AI Article Synopsis

  • The study examined the relationship between CT findings in portal venous gas (PVG) and pneumatosis intestinalis (PI) and the diseases causing these conditions to predict patient mortality.
  • 50 patients were analyzed and grouped by their underlying diseases, with a focus on their risk levels based on treatment needs—surgical vs. conservative.
  • Results showed that extrahepatic PVG linked to ischemic disease was the most significant predictor of mortality, while other CT features were not as strong in predicting outcomes.

Article Abstract

Background: Very few studies have examined the association between contrast-enhanced computed tomography (CT) findings observed in portal venous gas (PVG) and pneumatosis intestinalis (PI) and the underlying diseases in these conditions.

Objectives: In this study, we analyzed this association and report the findings for predicting mortality.

Materials And Methods: Overall, 50 patients diagnosed with PVG or PI, observed on contrast-enhanced CT, underwent treatment at our hospital.
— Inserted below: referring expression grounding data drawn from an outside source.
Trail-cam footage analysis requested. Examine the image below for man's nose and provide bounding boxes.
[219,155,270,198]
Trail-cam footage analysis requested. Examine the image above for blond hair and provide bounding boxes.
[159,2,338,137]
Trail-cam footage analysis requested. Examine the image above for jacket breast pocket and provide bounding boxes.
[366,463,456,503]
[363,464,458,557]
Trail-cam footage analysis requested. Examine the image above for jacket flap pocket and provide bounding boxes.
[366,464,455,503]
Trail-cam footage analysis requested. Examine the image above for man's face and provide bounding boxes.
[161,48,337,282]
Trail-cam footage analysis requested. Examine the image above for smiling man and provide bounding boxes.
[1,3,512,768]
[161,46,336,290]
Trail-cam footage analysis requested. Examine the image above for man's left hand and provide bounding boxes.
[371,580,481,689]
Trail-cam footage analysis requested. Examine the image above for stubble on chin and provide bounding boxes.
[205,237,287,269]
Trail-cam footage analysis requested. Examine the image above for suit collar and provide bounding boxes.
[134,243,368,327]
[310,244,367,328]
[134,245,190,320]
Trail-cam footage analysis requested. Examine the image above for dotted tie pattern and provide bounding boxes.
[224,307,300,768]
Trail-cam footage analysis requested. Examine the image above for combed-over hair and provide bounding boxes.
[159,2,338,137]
Based on the underlying disease, we divided the patients into three groups, those with ischemic disease, infectious disease, or gastrointestinal dilatation. Furthermore, cases that underwent surgical treatment or needed surgery but were inoperable were assigned to the high risk group (n=16) and patients who received conservative treatment were assigned to the low risk group (n=34). We reviewed the patients' medical charts, laboratory data, and CT images retrospectively, and analyzed the relationship between CT findings, underlying disease, and association with the high risk or low risk group in each case.
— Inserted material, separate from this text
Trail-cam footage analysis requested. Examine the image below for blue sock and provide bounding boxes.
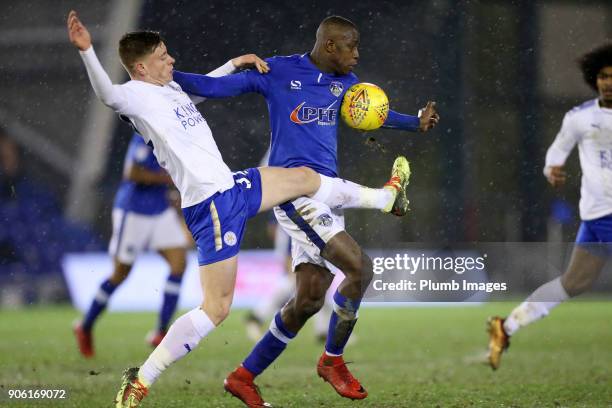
[82,279,117,331]
[325,290,361,355]
[242,312,296,376]
[159,274,183,332]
Results: Poor enhancement of the intestinal wall, mesenteric fat stranding, extrahepatic PVG, advanced age, and renal disease were significantly associated with ischemic disease (p=0.02, p=0.02, p=0.005, p=0.008 and p=0.049, respectively). PI alone was strongly associated with gastrointestinal dilatation (p=0.009). Patients in the low risk group had more favorable outcomes with conservative treatment. In multivariate analysis, extrahepatic PVG was the only factor associated with the high risk group (p=0.002).

Conclusion: Extrahepatic PVG associated with ischemic disease was the strongest predictive factor of mortality. Other CT findings, though useful in diagnosing the underlying disease, were not significant predictive factors.